To the top of Dune 7

I’ve travelled to Luderitz with the Media Committee team on a project. That was a blast. Been back to Windhoek several times for different reasons, and to Okahandja. I have several weeks of a respite from traveling, but that will change soon as I need to go to Okhabdja again, then Windhoek, then out to the Zambezi region.

I haven’t been sitting idle while here at site either. Movie Night is still moving along. Last Friday we showed Jumanji and even though it was chilly we had a nearly a full house. There’s a lot to get done with Movie Night still. We need to set up the advertising process, advance the renovation of the amphitheater (walls and seats are the next focus), and finalize the whole process for making it self sustaining. It’ll get there.

Movie Night in full swing

One of my primary projects, Dreamland Gardens, had a major move forward. I was able to get a fully funded grant to buy and install two 10,000 liter water tanks and fix their irrigation system. I’ve been busy working the details of that and it’s moving along nicely.

My adult English class was a minor hit and I was able to get help from colleagues to offer remedial English to adults to augment the classes I offer. I’m going to offer my original class again and offer and second level class that focuses on research. The skills I’m teaching may not seem like they are business related, but actually they are. Being able to write a clear, concise and reasonably well researched essay can help learners create business plans and job proposals that are a step above their peers. It can be the defining difference in winning a job, loan, or grant. Combined with what my colleague are offering, learners taking our classes can advance their reading, writing and comprehension of English well pass what they’ve learned in public school. At least, that’s the goal.

English Class for adults

My supervisor seems happy with what I’ve been up to, so much so that he wants to expand it. He’s also asking me to mentor a handful of local small businesses. So, my time on site will definitely be full for the next quarter at least.

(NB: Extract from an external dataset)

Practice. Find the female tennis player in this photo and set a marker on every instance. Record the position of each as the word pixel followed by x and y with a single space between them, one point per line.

It hasn’t been all work, work, work though. The Peace Corps staff asked several of us ‘veteran’ volunteers to host trainees in what called ‘Exposure Visits’. The purpose is to give the trainers a taste of what life is actually like at various sites around Namibia.

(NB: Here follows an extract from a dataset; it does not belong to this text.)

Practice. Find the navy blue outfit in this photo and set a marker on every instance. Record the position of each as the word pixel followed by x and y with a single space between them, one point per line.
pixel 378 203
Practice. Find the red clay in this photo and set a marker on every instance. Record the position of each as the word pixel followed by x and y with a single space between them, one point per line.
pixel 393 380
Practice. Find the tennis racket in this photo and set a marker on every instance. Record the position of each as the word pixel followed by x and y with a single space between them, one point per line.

I got 4 trainees (the house at my site is big by local standards and I can easily accommodate more if people don’t mind sleeping on the floor). The visit happened on a weekend when there was a Namibian holiday, so some of the planned meeting and greeting I had set up didn’t happen. Instead I was able to give them more of a environmental and cultural experience with the help of my friend and colleague, Engombe Florian, who drove us literally everywhere. The girls (Laura, Alex, Courtney, and Hailey), hiked, spelunked, climbed, and otherwise explored the desert around my site. We had a blast! We saw wildlife (ostriches in the wild), climbed mountains, and explored abandoned sites and more. Also, as part of the cultural exposure experience, we attended a local hip-hop concert.

Exposure Visitors getting exposed

I know that sounds like a vacation rather than work, and for them it was a bit of a time-off, but the point of exposure visits is to let the trainees experience some of the things they were taught about and warned against during their two-month long training. Women especially need to take notice since the culture here tends to be male oriented. At the concert, for instance, they were exposed to how aggressive young male Namibians can be in their quest for a hook-up. I, with Chris, a fellow PCV at my site, and Engombe watched over my charges as the concert progressed. We had to intervene a few times when situations got a bit much.

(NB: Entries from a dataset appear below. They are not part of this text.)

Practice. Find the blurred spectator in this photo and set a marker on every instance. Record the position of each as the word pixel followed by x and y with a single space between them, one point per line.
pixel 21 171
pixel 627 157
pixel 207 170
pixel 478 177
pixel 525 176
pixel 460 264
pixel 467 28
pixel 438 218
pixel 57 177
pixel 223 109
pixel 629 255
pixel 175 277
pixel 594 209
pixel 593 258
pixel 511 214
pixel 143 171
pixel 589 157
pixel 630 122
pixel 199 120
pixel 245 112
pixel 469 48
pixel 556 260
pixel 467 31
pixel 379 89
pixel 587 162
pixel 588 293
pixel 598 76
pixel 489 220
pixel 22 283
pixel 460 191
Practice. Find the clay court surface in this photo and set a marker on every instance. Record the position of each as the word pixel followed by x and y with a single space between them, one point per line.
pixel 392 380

In all, it was a very positive experience for them, and me, since it offered me a glimpse of what female PCVs have to go through.

Today is the first full day I’ve had where I can do my normal household routines: washing clothes, sweeping and cleaning, and preparing the main meal for the rest of the week. (This week it’ll be pasta with meat and mushroom sauce.)

So, that’s what I’ve been up to. I’ll try to be a bit more diligent in posting more often. Can’t guarantee it though.